Me aferré a él, mi voz ahogada. —¿Por qué duele? No puedo recordar nada, pero se siente como si hubiera perdido… todo. ¿Una persona? ¿Una vida? No entiendo.

Me sostuvo con más fuerza, su voz firme pero impregnada de emoción. —El cuerpo y el alma recuerdan lo que la mente olvida, hijo. Te he observado estos últimos meses, esperando que el tiempo lo sanara. Pensé que quizás las cicatrices del veneno se desvanecerían, y con ellas, esta tristeza. Pero es más profundo que eso—casi antinatural. Ya no podemos ignorarlo.

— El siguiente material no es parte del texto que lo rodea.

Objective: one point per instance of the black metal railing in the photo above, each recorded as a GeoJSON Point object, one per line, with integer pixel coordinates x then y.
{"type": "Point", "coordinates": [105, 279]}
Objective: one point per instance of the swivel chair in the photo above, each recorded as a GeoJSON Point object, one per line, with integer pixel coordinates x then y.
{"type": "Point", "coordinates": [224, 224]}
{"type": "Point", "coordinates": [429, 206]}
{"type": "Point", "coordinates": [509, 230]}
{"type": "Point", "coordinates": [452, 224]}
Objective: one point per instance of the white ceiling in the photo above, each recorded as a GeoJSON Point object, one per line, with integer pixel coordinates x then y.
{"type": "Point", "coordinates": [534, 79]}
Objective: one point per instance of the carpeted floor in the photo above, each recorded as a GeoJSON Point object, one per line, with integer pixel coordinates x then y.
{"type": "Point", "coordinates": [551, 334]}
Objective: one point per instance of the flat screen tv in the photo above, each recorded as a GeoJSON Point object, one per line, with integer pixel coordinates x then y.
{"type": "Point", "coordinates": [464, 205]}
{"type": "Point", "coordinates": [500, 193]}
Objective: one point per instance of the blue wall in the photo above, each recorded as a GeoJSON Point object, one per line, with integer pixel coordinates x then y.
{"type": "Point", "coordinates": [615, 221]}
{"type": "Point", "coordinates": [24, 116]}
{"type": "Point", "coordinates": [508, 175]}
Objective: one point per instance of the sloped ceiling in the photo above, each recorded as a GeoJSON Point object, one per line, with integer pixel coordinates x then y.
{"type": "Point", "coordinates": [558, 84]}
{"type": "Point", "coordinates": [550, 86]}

Alejándose ligeramente, acunó mi rostro entre sus manos, sus ojos ambarinos intensos, llenos del feroz amor de un padre. —A partir de mañana, voy a investigar tu pasado. Buscaremos pistas—hablaremos con viajeros, escudriñaremos viejos relatos, lo que sea necesario. Encontraremos la fuente de este dolor y lo pondremos a descansar. Mereces paz, Estrella. Te lo prometo.

La gratitud me inundó, mezclándose con el dolor. Lo abracé de nuevo, ferozmente. —Gracias, Papá. Por todo. Por acogerme, por ser… tú. No sé qué haría sin ti.

Él se rio suavemente, aunque sus ojos brillaban con lágrimas contenidas. —Y yo sin ti, hijo. Ahora, entremos. La cena está esperando, y mañana es un nuevo día—para encontrar respuestas.

Mientras caminábamos de regreso a la cabaña brazo con brazo, el dolor persistía, pero esta vez, la esperanza centelleaba junto a él—como una estrella atravesando la noche.